Sicherheit der Versorgung

Für Notfälle ist das Wasserwerk bestens gerüstet. Etwaigen Stromausfällen wird mit jederzeit einsatzbereiten Notstromaggregaten vorgesorgt. Hackerangriffe werden regelmäßig simuliert und sollte das Werk wider Erwarten doch einmal die Versorgung einstellen müssen, kann auf die vernetzten Werke in Mannheim-Käfertal und Rheinau zugriffen werden. Die Wasserqualität wird ständig mit modernsten Messmethoden überwacht, die mittlerweile sogar Stoffe im Verhältnis eines Zuckerwürfels im Bodensee nachweisen können. Doch Dr. Jochen Ries appellierte an die Lokalpolitiker: „Der Vorrang der Trinkwasserversorgung muss mehr in den Köpfen verankert werden. Trinkwasser brauchen wir schließlich alle!“

Das Wasserschutzgebiet und die Gefahren durch das geplante Kiesabbauvorkommen

Auch auf das Wasserschutzgebiet und auf die möglichen Gefahren durch das Kiesabbauvorhaben im Entenpfuhl kam man zu sprechen. Zwar fließe das Grundwasser weg vom Wasserwerk hin zum Entenpfuhl, doch durch die Sogwirkung der Brunnen könne nicht mit ausreichender Sicherheit ausgeschlossen werden, dass Verunreinigungen durch den Kiesabbau angezogen werden. Schon lange bevor man von dem Vorhaben erfahren hatte, habe man die Ausweitung des Wasserschutzgebietes beantragt. Diese Neuabgrenzung ist mittlerweile vorläufig festgesetzt und umfasst auch den Entenpfuhl. Jedoch ist noch nicht sicher, ob es den Klagen der Firma Krieger auch endgültig standhält.
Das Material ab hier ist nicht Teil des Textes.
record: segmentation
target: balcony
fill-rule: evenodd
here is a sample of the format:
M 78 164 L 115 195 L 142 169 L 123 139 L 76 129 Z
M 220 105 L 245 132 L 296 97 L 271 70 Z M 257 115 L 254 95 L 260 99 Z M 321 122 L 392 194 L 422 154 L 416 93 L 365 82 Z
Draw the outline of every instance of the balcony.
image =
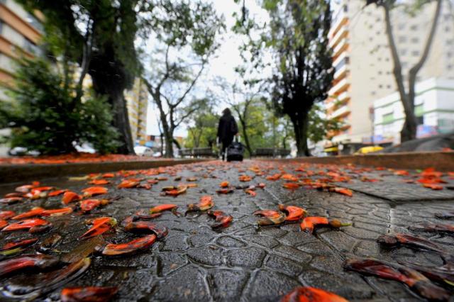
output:
M 344 65 L 338 69 L 336 69 L 336 72 L 334 72 L 334 79 L 339 79 L 345 77 L 347 75 L 347 72 L 350 70 L 348 65 Z
M 340 55 L 341 55 L 348 48 L 349 45 L 349 40 L 348 38 L 344 38 L 334 48 L 333 48 L 333 57 L 337 58 Z
M 342 107 L 337 109 L 336 111 L 333 112 L 333 113 L 330 115 L 330 118 L 343 118 L 344 116 L 348 115 L 350 113 L 350 111 L 348 106 L 343 106 Z
M 340 93 L 346 91 L 349 86 L 350 83 L 347 80 L 347 78 L 345 77 L 334 84 L 334 86 L 329 89 L 329 91 L 328 91 L 328 94 L 330 96 L 340 95 Z
M 332 37 L 339 30 L 339 28 L 345 24 L 348 21 L 348 17 L 345 14 L 345 11 L 341 9 L 336 15 L 333 18 L 333 23 L 331 24 L 331 28 L 329 30 L 328 36 Z

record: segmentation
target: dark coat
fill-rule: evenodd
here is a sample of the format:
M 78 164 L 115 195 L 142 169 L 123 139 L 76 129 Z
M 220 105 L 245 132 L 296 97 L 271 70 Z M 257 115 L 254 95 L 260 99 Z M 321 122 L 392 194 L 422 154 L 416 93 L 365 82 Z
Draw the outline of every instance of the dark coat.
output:
M 224 114 L 219 119 L 218 125 L 218 138 L 221 141 L 231 140 L 238 133 L 238 126 L 235 118 L 231 114 Z

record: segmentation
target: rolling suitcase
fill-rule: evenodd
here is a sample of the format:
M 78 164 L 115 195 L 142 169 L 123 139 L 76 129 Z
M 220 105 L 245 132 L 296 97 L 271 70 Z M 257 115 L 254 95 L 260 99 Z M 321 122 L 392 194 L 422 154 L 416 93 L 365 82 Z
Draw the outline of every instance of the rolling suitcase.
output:
M 227 162 L 243 162 L 244 146 L 238 141 L 238 137 L 235 138 L 235 140 L 226 150 Z

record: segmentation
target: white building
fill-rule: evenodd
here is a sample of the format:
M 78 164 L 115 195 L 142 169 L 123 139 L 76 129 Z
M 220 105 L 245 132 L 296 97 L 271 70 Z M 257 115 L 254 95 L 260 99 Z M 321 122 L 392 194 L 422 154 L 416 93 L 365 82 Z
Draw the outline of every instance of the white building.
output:
M 370 108 L 375 100 L 397 91 L 383 9 L 365 7 L 364 0 L 338 0 L 329 33 L 336 69 L 333 86 L 326 101 L 327 115 L 344 122 L 335 143 L 367 142 L 372 124 Z M 414 16 L 400 9 L 392 12 L 394 39 L 406 82 L 419 60 L 431 25 L 435 2 L 425 5 Z M 443 1 L 429 56 L 416 80 L 432 77 L 454 79 L 454 15 Z
M 431 78 L 416 85 L 419 138 L 454 130 L 454 80 Z M 398 92 L 374 101 L 374 142 L 399 143 L 405 115 Z

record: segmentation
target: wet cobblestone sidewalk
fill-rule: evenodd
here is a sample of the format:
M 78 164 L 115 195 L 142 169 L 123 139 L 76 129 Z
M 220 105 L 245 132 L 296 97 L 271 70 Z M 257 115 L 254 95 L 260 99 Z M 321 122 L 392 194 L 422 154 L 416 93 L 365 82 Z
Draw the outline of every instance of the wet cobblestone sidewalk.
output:
M 262 169 L 263 175 L 257 176 L 248 169 L 254 166 Z M 120 196 L 118 199 L 89 215 L 72 213 L 50 218 L 54 228 L 49 233 L 58 233 L 64 237 L 60 247 L 62 250 L 69 251 L 80 243 L 77 238 L 87 230 L 82 222 L 87 218 L 111 216 L 120 222 L 138 210 L 148 211 L 162 203 L 177 204 L 184 211 L 187 204 L 197 203 L 201 196 L 207 194 L 213 196 L 214 208 L 233 216 L 233 221 L 226 228 L 214 230 L 210 228 L 214 219 L 206 214 L 176 217 L 165 212 L 155 220 L 168 228 L 166 237 L 156 242 L 149 250 L 134 255 L 116 258 L 92 256 L 88 271 L 65 286 L 117 286 L 119 291 L 116 299 L 123 301 L 276 301 L 299 286 L 318 287 L 354 301 L 421 301 L 396 281 L 345 272 L 343 263 L 351 257 L 372 257 L 387 261 L 442 265 L 441 257 L 433 252 L 406 247 L 383 250 L 376 240 L 386 233 L 413 233 L 431 239 L 452 253 L 454 241 L 449 235 L 414 233 L 407 228 L 421 222 L 445 223 L 446 220 L 436 218 L 434 213 L 454 211 L 454 191 L 446 188 L 432 191 L 402 181 L 414 178 L 416 173 L 402 177 L 389 171 L 370 169 L 360 175 L 358 170 L 346 167 L 339 169 L 351 179 L 337 184 L 353 190 L 351 197 L 304 186 L 289 190 L 282 186 L 282 180 L 265 179 L 266 176 L 279 172 L 279 168 L 297 174 L 294 172 L 297 167 L 298 164 L 255 161 L 188 164 L 169 168 L 159 175 L 168 180 L 159 181 L 150 190 L 117 189 L 121 177 L 113 179 L 113 184 L 105 186 L 109 190 L 107 196 Z M 306 169 L 316 172 L 311 177 L 314 179 L 325 177 L 319 172 L 332 169 L 318 165 L 308 165 Z M 244 174 L 254 179 L 240 183 L 238 175 Z M 182 180 L 174 181 L 177 176 Z M 380 181 L 361 181 L 360 177 L 364 176 Z M 196 177 L 194 183 L 198 187 L 189 188 L 186 194 L 177 197 L 160 195 L 163 186 L 187 182 L 188 177 Z M 449 177 L 443 179 L 448 182 L 445 186 L 454 183 Z M 216 194 L 222 181 L 228 181 L 232 185 L 263 182 L 266 186 L 258 189 L 256 196 L 243 190 L 235 190 L 228 195 Z M 89 186 L 87 181 L 59 179 L 42 181 L 41 184 L 74 191 Z M 13 191 L 17 185 L 2 185 L 0 194 Z M 1 209 L 21 213 L 33 206 L 60 207 L 60 199 L 52 197 L 27 201 L 3 205 Z M 353 225 L 340 230 L 319 229 L 314 235 L 301 232 L 299 223 L 258 228 L 258 218 L 253 213 L 277 209 L 279 203 L 304 208 L 311 216 L 337 218 Z M 0 233 L 0 244 L 21 236 L 26 237 L 28 235 Z M 124 242 L 131 240 L 128 236 L 119 231 L 105 237 L 107 241 Z M 26 252 L 34 252 L 33 248 Z M 4 279 L 0 285 L 19 282 L 14 278 L 18 277 Z M 61 288 L 42 298 L 58 300 L 60 291 Z

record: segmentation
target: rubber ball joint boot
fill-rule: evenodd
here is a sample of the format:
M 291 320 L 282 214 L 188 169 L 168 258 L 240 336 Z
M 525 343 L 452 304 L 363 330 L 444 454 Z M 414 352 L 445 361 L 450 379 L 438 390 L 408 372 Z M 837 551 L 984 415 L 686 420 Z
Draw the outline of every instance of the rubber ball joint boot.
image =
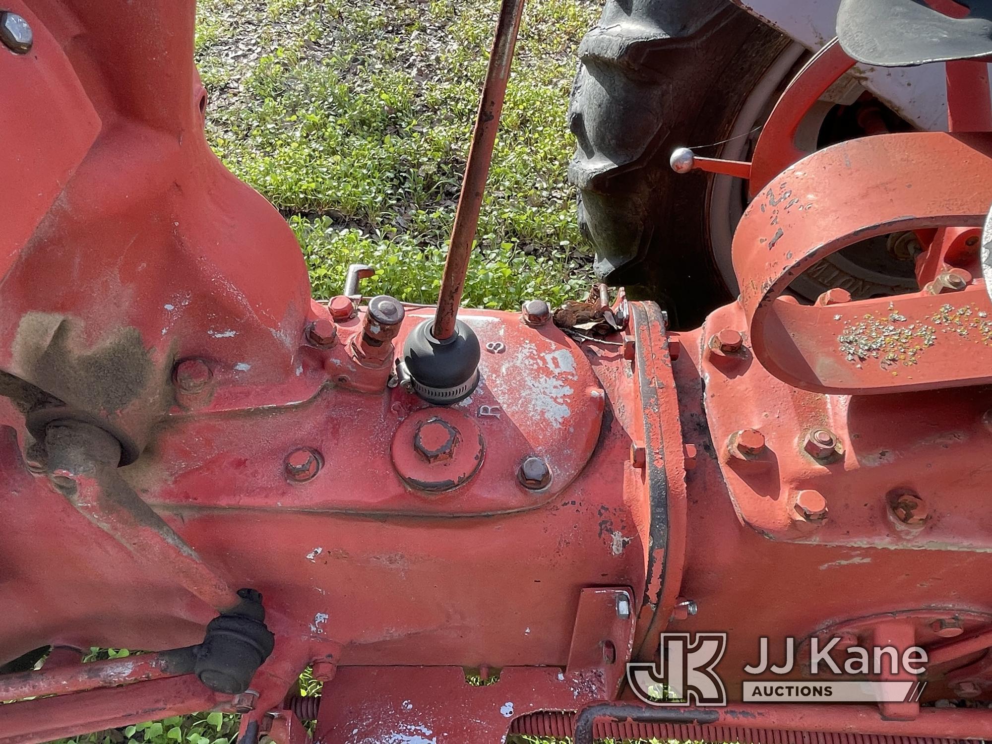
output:
M 265 625 L 262 594 L 255 589 L 238 589 L 238 596 L 241 601 L 237 606 L 206 626 L 193 666 L 196 678 L 203 684 L 226 694 L 248 689 L 258 668 L 276 645 L 276 637 Z

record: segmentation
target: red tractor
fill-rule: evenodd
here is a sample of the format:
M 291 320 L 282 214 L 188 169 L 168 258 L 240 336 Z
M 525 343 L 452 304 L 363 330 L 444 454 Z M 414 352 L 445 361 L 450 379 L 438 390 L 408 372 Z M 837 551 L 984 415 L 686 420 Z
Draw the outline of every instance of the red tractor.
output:
M 357 267 L 310 297 L 207 147 L 191 1 L 8 0 L 0 742 L 205 710 L 244 744 L 992 738 L 971 5 L 845 0 L 750 160 L 672 154 L 751 196 L 739 297 L 675 331 L 605 288 L 459 309 L 523 0 L 436 308 L 364 298 Z M 806 154 L 858 61 L 946 62 L 951 131 Z M 794 289 L 892 234 L 913 291 Z

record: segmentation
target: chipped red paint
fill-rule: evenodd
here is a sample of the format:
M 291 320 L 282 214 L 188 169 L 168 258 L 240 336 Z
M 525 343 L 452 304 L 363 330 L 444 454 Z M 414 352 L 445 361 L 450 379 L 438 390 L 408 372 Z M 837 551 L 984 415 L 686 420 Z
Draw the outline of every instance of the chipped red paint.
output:
M 733 242 L 740 303 L 762 365 L 792 386 L 838 394 L 992 380 L 992 303 L 980 284 L 843 306 L 782 297 L 796 276 L 858 240 L 982 224 L 992 203 L 990 153 L 989 134 L 883 134 L 820 150 L 764 188 Z
M 989 135 L 879 135 L 798 162 L 763 137 L 755 183 L 785 172 L 735 238 L 739 303 L 679 338 L 622 295 L 603 338 L 462 310 L 481 382 L 432 409 L 395 361 L 434 310 L 386 328 L 310 297 L 292 231 L 200 131 L 192 3 L 141 6 L 12 0 L 36 47 L 0 50 L 0 87 L 36 104 L 0 155 L 19 175 L 0 184 L 0 662 L 59 647 L 0 676 L 19 699 L 0 742 L 237 707 L 244 732 L 305 744 L 284 701 L 310 665 L 332 703 L 320 741 L 497 741 L 515 718 L 623 694 L 625 663 L 666 629 L 730 633 L 731 698 L 761 637 L 836 631 L 932 648 L 925 703 L 988 701 L 992 393 L 976 383 L 992 308 L 973 238 Z M 505 8 L 510 34 L 520 0 Z M 804 101 L 846 69 L 837 49 L 766 135 L 795 144 Z M 797 272 L 897 228 L 925 248 L 925 291 L 787 299 Z M 521 482 L 528 460 L 550 479 Z M 240 587 L 264 596 L 276 643 L 231 698 L 187 672 Z M 172 651 L 76 664 L 91 645 Z M 916 704 L 703 712 L 992 732 L 989 710 Z

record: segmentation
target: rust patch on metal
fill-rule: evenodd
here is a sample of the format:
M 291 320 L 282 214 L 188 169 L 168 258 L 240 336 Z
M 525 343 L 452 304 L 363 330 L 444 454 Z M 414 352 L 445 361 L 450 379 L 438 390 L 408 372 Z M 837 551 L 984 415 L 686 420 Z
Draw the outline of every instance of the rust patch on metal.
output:
M 91 413 L 119 412 L 146 393 L 155 365 L 137 328 L 120 328 L 96 344 L 88 340 L 79 320 L 28 312 L 14 358 L 28 382 Z
M 841 317 L 834 315 L 835 320 Z M 845 320 L 837 345 L 847 361 L 854 362 L 858 369 L 868 359 L 878 359 L 883 369 L 889 369 L 917 364 L 941 333 L 956 333 L 983 345 L 992 340 L 992 319 L 974 305 L 959 308 L 942 305 L 928 320 L 907 318 L 890 303 L 887 315 L 877 317 L 869 312 L 858 319 Z

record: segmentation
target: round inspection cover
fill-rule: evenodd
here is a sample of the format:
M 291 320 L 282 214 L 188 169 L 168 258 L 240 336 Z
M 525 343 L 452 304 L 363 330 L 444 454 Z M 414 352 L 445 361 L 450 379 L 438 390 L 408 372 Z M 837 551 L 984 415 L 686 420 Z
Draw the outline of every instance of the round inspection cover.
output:
M 413 489 L 450 491 L 471 479 L 485 444 L 478 426 L 448 408 L 425 408 L 408 416 L 393 434 L 393 467 Z

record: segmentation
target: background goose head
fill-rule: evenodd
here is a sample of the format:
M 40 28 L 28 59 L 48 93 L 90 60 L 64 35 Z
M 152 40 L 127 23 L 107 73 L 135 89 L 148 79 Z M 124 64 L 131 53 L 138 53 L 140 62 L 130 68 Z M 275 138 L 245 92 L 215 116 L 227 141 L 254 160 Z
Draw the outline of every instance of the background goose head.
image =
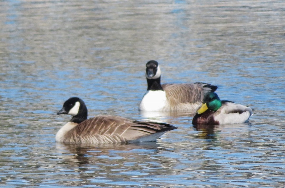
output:
M 197 110 L 197 113 L 202 113 L 208 109 L 216 111 L 221 106 L 222 101 L 218 95 L 214 92 L 209 92 L 205 94 L 202 106 Z
M 72 97 L 63 104 L 62 108 L 57 115 L 63 114 L 72 115 L 71 122 L 79 123 L 87 119 L 88 111 L 84 102 L 78 97 Z
M 146 65 L 145 76 L 147 79 L 156 79 L 160 77 L 161 73 L 158 63 L 154 60 L 151 60 Z

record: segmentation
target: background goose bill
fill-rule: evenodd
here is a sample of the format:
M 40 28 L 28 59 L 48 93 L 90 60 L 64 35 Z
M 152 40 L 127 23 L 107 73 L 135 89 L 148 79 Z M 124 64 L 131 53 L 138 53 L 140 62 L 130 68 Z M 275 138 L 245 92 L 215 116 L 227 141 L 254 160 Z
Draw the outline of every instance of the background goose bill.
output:
M 153 77 L 155 74 L 154 72 L 156 73 L 157 70 L 153 69 L 146 69 L 146 75 L 148 77 Z
M 67 114 L 68 112 L 67 112 L 65 111 L 65 110 L 64 109 L 64 108 L 63 108 L 61 109 L 58 111 L 58 112 L 56 113 L 57 115 L 59 115 L 60 114 Z

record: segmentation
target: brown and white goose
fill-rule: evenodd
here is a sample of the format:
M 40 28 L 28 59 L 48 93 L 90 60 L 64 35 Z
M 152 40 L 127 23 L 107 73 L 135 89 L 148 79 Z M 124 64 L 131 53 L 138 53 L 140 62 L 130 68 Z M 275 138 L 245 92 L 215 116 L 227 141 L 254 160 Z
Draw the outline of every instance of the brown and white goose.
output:
M 200 82 L 161 85 L 161 72 L 157 61 L 146 65 L 147 90 L 139 107 L 142 111 L 179 111 L 194 113 L 201 106 L 204 95 L 217 87 Z
M 97 144 L 155 141 L 177 127 L 162 123 L 132 121 L 119 116 L 101 116 L 87 119 L 87 108 L 78 97 L 65 101 L 56 113 L 73 117 L 56 136 L 57 142 L 66 144 Z

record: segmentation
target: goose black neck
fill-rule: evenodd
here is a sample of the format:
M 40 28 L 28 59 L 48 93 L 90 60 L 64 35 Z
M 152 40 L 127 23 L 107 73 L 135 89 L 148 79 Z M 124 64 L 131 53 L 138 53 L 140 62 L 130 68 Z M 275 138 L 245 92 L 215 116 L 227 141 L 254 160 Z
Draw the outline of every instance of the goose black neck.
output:
M 84 107 L 85 108 L 84 108 Z M 79 112 L 78 114 L 75 115 L 70 120 L 71 122 L 74 122 L 77 123 L 80 123 L 83 121 L 87 119 L 88 111 L 86 106 L 82 107 L 82 108 L 80 108 Z
M 147 82 L 147 90 L 152 91 L 163 90 L 160 83 L 160 77 L 156 79 L 146 78 Z

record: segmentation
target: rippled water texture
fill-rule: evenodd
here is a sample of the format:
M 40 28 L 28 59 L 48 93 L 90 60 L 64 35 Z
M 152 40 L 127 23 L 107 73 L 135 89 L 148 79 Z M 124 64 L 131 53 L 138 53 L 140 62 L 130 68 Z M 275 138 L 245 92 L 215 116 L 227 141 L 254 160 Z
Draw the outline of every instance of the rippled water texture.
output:
M 153 2 L 154 1 L 155 2 Z M 285 3 L 0 1 L 0 187 L 283 187 Z M 163 83 L 217 85 L 249 123 L 193 127 L 187 113 L 140 113 L 145 63 Z M 89 117 L 178 129 L 156 142 L 56 143 L 71 96 Z

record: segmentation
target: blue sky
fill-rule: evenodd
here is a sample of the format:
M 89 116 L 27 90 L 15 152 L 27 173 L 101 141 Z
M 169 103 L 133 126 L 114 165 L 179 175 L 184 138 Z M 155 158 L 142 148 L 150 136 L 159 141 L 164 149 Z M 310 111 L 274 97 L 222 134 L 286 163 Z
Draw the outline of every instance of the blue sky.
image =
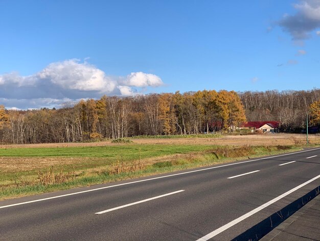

Zudem wäre es wasserrechtlich selbst dann noch möglich, dass die Firma Krieger eine Ausnahmegenehmigung erhält.

Alle Teilnehmer waren sich einig:

Die gesicherte Versorgung der Region und die hervorragende Wasserqualität muss Priorität haben. Bevor die Bagger anrollen, muss dies sichergestellt werden!